# Chapter 7: Ensemble Learning and Random Forests

## Exercises

### Q1. If you have trained five different models on the exact same training data and they all achieve 95% precision, is there any chance that you can combine these models to get better results? If so, how? If not, why?

- We can definitely get better results if all the models are combined as long as each model is distinct from each other. If there are same type of models in an ensemble then they are most likely to make the same errors hence the overall result might not improve.

### Q2. What is the difference between hard and soft voting classifers?

- Hard voting classifiers aggregates the predictions by majority of votes.
- While soft voting classifiers considers the prediction probability and picks the class with the highest probability. This gives better results since hihgly confident classes are given more weights. However, not all models support getting prediction probability.

### Q3. Is it possible to speed up training of a bagging ensemble by distributing it across multiple servers? What about pasting ensembles, boosting ensembles, random forests or stacking ensembles?

- In bagging all predictors are trained on instances with replacement. All predictors can be trained across multiple servers since each predictor is independent of others. Similary for pasting as well as Random Forests.
- In boosting methods, each predictor tries to correct the mistakes made by its predecessor. Therefore in this case a next predictor cannot be trained until the previous predictior's predictions has been made. Therefore, they cannot scale and hence cannot be distributed across multiple servers.
- Stacking is just like bagging/pasting with an additional *blending* layer(s). Therefore they can be trained across multiple servers as well, but only per layer. Since the next layer can only be trained after the previous layer's predictions has been made.

### Q4. What is the benefit of out-of-bag evaluation?

- During bagging not all training instances get sampled for training. With some math it is found that only 63 % of training instances are sampled on average for each predictor. So those remaining 37 % instances can actually be used as a validation set to check the training performance.
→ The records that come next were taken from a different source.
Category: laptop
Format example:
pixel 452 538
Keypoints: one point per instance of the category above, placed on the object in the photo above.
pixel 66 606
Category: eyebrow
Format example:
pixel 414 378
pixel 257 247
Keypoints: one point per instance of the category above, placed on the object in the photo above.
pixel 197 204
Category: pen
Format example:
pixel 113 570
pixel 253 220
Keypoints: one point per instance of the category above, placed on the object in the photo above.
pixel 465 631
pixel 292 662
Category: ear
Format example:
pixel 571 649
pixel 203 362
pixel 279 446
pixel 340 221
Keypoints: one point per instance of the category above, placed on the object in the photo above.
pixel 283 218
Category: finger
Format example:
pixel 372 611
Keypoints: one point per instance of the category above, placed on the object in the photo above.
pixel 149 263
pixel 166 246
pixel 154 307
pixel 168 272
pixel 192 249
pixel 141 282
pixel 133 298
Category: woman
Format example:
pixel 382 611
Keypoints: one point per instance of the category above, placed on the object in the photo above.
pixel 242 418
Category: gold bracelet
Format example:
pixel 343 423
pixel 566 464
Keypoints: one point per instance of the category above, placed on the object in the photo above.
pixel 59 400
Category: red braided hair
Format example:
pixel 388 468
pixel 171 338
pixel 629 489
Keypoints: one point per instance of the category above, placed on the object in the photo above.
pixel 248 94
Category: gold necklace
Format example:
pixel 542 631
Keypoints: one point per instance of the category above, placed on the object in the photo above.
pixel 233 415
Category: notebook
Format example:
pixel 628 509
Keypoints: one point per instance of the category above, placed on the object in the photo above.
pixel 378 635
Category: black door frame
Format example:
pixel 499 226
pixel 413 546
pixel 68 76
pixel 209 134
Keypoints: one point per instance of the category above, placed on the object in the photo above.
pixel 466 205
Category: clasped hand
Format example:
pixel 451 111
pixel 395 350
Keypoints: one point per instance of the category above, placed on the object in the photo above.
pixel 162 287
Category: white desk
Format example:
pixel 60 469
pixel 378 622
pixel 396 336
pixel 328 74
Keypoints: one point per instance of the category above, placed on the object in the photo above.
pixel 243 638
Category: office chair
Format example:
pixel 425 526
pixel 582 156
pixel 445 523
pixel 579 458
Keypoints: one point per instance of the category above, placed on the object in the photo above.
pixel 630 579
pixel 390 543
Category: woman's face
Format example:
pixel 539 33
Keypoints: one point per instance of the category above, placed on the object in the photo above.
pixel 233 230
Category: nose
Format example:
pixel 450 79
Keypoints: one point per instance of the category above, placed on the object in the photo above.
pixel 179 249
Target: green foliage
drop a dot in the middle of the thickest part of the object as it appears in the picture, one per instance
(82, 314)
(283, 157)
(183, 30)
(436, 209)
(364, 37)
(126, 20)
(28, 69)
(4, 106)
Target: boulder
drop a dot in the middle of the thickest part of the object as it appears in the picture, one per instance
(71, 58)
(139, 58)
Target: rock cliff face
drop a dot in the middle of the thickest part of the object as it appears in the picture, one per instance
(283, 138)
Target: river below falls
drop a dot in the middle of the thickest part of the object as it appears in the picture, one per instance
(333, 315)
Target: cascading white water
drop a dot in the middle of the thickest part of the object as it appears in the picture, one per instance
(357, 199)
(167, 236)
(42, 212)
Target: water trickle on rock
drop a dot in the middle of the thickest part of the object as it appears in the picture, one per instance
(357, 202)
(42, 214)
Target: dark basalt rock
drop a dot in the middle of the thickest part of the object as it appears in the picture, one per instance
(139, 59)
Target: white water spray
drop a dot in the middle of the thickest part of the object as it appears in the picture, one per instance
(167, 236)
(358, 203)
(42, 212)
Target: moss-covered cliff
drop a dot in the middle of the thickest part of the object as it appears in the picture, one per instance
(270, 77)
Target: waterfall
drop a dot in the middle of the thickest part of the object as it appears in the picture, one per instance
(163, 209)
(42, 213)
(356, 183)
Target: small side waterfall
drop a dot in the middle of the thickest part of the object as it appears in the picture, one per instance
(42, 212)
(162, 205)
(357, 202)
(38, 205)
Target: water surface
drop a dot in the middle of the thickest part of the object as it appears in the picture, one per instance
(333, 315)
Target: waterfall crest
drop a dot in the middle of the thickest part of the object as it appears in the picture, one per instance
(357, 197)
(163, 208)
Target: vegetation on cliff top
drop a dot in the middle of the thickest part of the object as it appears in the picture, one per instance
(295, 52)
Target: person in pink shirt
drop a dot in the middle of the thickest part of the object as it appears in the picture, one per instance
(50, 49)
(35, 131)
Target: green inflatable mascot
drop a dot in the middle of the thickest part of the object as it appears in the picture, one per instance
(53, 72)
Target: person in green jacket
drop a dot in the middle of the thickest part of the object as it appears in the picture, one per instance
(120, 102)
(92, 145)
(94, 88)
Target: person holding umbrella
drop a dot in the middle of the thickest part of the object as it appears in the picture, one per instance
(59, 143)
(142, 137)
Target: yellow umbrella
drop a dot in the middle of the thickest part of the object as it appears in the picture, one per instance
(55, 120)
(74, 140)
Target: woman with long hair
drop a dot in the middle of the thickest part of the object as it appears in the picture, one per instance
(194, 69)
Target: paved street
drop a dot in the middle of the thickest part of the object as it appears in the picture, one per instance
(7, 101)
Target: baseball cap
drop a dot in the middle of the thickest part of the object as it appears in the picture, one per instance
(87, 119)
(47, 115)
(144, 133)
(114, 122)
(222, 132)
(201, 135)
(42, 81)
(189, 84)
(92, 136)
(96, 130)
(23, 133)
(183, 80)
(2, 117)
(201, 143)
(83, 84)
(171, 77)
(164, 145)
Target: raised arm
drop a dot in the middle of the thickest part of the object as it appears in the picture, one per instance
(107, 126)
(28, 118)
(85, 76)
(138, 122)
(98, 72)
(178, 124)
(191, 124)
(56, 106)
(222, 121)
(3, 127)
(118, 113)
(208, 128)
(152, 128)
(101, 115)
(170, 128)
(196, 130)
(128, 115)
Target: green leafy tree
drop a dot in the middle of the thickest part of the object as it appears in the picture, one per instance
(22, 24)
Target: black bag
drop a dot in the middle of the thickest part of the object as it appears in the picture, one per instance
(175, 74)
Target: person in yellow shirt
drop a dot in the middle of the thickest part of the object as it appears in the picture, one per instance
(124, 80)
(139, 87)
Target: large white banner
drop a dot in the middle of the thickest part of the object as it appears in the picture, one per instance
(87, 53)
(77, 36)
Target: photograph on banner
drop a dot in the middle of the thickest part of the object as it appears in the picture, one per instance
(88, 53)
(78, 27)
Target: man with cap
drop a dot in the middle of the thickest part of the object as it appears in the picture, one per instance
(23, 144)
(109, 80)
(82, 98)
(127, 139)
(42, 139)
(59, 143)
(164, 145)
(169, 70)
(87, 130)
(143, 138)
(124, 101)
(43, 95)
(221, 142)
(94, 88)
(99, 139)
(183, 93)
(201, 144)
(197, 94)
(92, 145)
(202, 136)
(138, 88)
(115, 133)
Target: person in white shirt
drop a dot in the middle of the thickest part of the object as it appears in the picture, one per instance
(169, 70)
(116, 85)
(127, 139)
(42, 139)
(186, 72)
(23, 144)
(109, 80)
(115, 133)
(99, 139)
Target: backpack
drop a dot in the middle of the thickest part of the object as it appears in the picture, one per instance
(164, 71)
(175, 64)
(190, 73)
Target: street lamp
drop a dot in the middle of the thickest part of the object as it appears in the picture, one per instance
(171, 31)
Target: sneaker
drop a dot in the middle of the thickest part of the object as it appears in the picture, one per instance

This eliminates the need of having a separate validation set.

### Q5. What makes Extra Trees more random than regular Random Forests? How can this extra randomness help? Are Extra Trees slower or faster than regular random forests?

- During the training of Random Forests, only a random subset of features is considerd for splitting. Extra Trees relies on the principle of randomizing the thresholds fopr each feature rather than finding the best possible thresholds. This significantly increases the performance than regular Random Forests.

### Q6. If your AdaBoost ensemble underfits the training data, what hyperparameters should you tweak and how?

- If AdaBoost underfits the training data, then more *n_estimators* should be added to the ensemble or regularizing the hyperparameters of the base estimator.

### Q7. If your Gradient Boosting ensemble overfits the training data, should you increase or decrease the learning rate?

- The learning rate hyperparameter basically means how much each estimator in the ensemble should contribute. If the gradient boosting is overfitting then it would be ideal to decrease the learning rate. Or techniques like early stopping could be implemented to find the right set of hyperparameters.

### Q8.

#### Load the MNIST data.

- 40,000 - Training
- 10,000 - Validation
- 10,000 - Testing

In [1]:
from sklearn.datasets import fetch_openml
from sklearn.model_selection import train_test_split

In [2]:
mnist = fetch_openml('mnist_784')

In [3]:
X_train_val, X_test, y_train_val, y_test = train_test_split(mnist.data,
                                                            mnist.target,
                                                            test_size=10000,
                                                            random_state=42)

X_train, X_val, y_train, y_val = train_test_split(X_train_val,
                                                  y_train_val,
                                                  test_size=10000,
                                                  random_state=42)

In [4]:
print(X_train.shape, y_train.shape)
print(X_val.shape, y_val.shape)
print(X_test.shape, y_test.shape)

(50000, 784) (50000,)
(10000, 784) (10000,)
(10000, 784) (10000,)


#### Train various classifiers such as RandomForest, ExtraTrees and SVM

In [6]:
from sklearn.ensemble import RandomForestClassifier
from sklearn.ensemble import ExtraTreesClassifier
from sklearn.linear_model import LogisticRegression

from sklearn.metrics import accuracy_score

In [7]:
# training various classifers
rf = RandomForestClassifier(random_state=42)
et = ExtraTreesClassifier(random_state=42)
log_reg = LogisticRegression(random_state=42)

In [None]:
classifiers = [rf, et, log_reg]

for classifier in classifiers:
    print("Training ", classifier)
    classifier.fit(X_train, y_train)

Training  RandomForestClassifier(bootstrap=True, class_weight=None, criterion='gini',
                       max_depth=None, max_features='auto', max_leaf_nodes=None,
                       min_impurity_decrease=0.0, min_impurity_split=None,
                       min_samples_leaf=1, min_samples_split=2,
                       min_weight_fraction_leaf=0.0, n_estimators='warn',
                       n_jobs=None, oob_score=False, random_state=42, verbose=0,
                       warm_start=False)




Training  ExtraTreesClassifier(bootstrap=False, class_weight=None, criterion='gini',
                     max_depth=None, max_features='auto', max_leaf_nodes=None,
                     min_impurity_decrease=0.0, min_impurity_split=None,
                     min_samples_leaf=1, min_samples_split=2,
                     min_weight_fraction_leaf=0.0, n_estimators='warn',
                     n_jobs=None, oob_score=False, random_state=42, verbose=0,
                     warm_start=False)




Training  LogisticRegression(C=1.0, class_weight=None, dual=False, fit_intercept=True,
                   intercept_scaling=1, l1_ratio=None, max_iter=100,
                   multi_class='warn', n_jobs=None, penalty='l2',
                   random_state=42, solver='warn', tol=0.0001, verbose=0,
                   warm_start=False)




In [None]:
# predictor scores
for classifier in classifers:
    print("Classifier :", classifier)
    print(classifier.score(X_val, y_val))



In [None]:
# ensemble
classifiers = [
    ('RandomForest', rf),
    ('ExtraTrees', et),
    ('LogisticRegression', log_reg)
]

In [None]:
from sklearn.ensemble import VotingClassifier

In [None]:
# hard voting ensemble
hard_voting = VotingClassifier(classifiers,
                               voting='hard',
                               random_state=42)

In [None]:
# soft voting ensemble
soft_voting = VotingClassifier(classifiers,
                               voting='soft',
                               random_state=42)

In [None]:
# fit
voting_ensembles = [hard_voting, soft_voting]

for ensemble in voting_ensembles:
    print("Fitting ensemble : ", ensemble)
    ensemble.fit(X_train, y_train)